Concrete is one of the world’s oldest and most common construction materials mainly due to its low cost, flexibility, longevity and resilience to extreme climatic conditions, including hurricanes. It is a composite material of fine and coarse aggregate bonded with a fluid cement that cures and hardens over time. A favoured construction product for infrastructure projects worldwide, 30 billion tons of concrete is produced yearly for the construction of roads, railways, bridges, sewage systems, dams and buildings.

We know that the built environment contributes enormously to climate change; the production process for cement, a key component of concrete, accounts for an astonishing 8% of the world’s carbon footprint and buildings alone account for 40% of global greenhouse gas emissions. 2/3 of these emissions relate to the operational use of buildings, whilst 1/3 comes from construction. This includes all aspects of a building’s components, including the foundation, main structure, external fabric and interior fit-out.

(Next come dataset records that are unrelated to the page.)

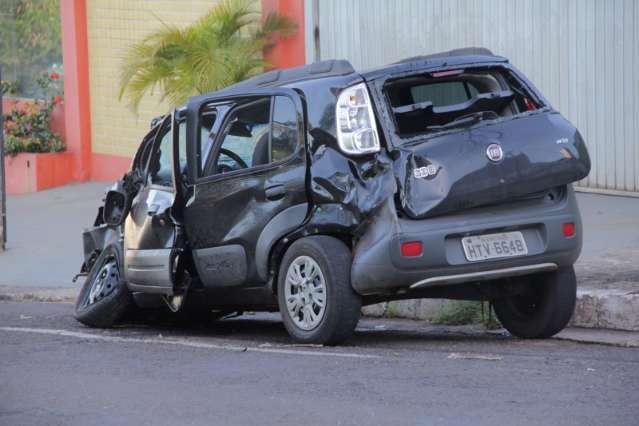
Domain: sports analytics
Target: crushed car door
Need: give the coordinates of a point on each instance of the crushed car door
(151, 230)
(250, 189)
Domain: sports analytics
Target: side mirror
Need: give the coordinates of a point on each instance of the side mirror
(115, 208)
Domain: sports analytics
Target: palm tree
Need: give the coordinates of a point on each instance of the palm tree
(221, 48)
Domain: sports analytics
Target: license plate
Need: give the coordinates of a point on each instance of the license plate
(494, 246)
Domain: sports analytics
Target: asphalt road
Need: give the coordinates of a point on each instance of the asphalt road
(245, 371)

In Bermuda, most construction projects utilise traditional building techniques and rely on imports of concrete’s bulk raw materials for new developments. The architecture practice, OBMI Bermuda is committed to reducing the island’s reliance on concrete and finding low carbon solutions through careful site analysis, working with the existing topography and collaborating with local structural engineers. As a practice, OBMI Bermuda is actively looking for alternative materials to specify it’s projects, such as recycled fill materials and aggregates; with crushed glass recently employed as an alternate fill material. Conscientious specification of materials and construction methods at the start of a project are some ways the construction sector can reduce its impact on the environment. OBMI Bermuda has used the geo-web retaining wall system to good effect on several projects around the island; reducing the amount of concrete compared to a traditional retaining wall system.

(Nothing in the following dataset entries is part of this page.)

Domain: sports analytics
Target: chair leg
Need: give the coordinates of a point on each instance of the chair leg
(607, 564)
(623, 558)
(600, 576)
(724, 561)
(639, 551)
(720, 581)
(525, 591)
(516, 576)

A growing number of developing technologies help reduce greenhouse gas emissions and the embodied and operational carbon footprint of buildings. Carbon capture technologies can be integrated into concrete production to reduce concrete’s carbon footprint and increase its strength. Even a slight improvement in the carbon footprint of concrete could see huge reductions in global greenhouse gas emissions. A focus has been on the research and development of improving the manufacturing process of cement which accounts for 95% of concrete’s manufacturing emissions.

Though Bermuda is presented with considerable geographic constraints, our architectural, engineering and construction organisations must work together with industry leaders and the government to seriously address the embodied and operational carbon of the buildings we are constructing. We must embrace emerging materials and technologies as viable alternative construction processes and evaluate the procurement of materials to reduce our island’s impact on the climate.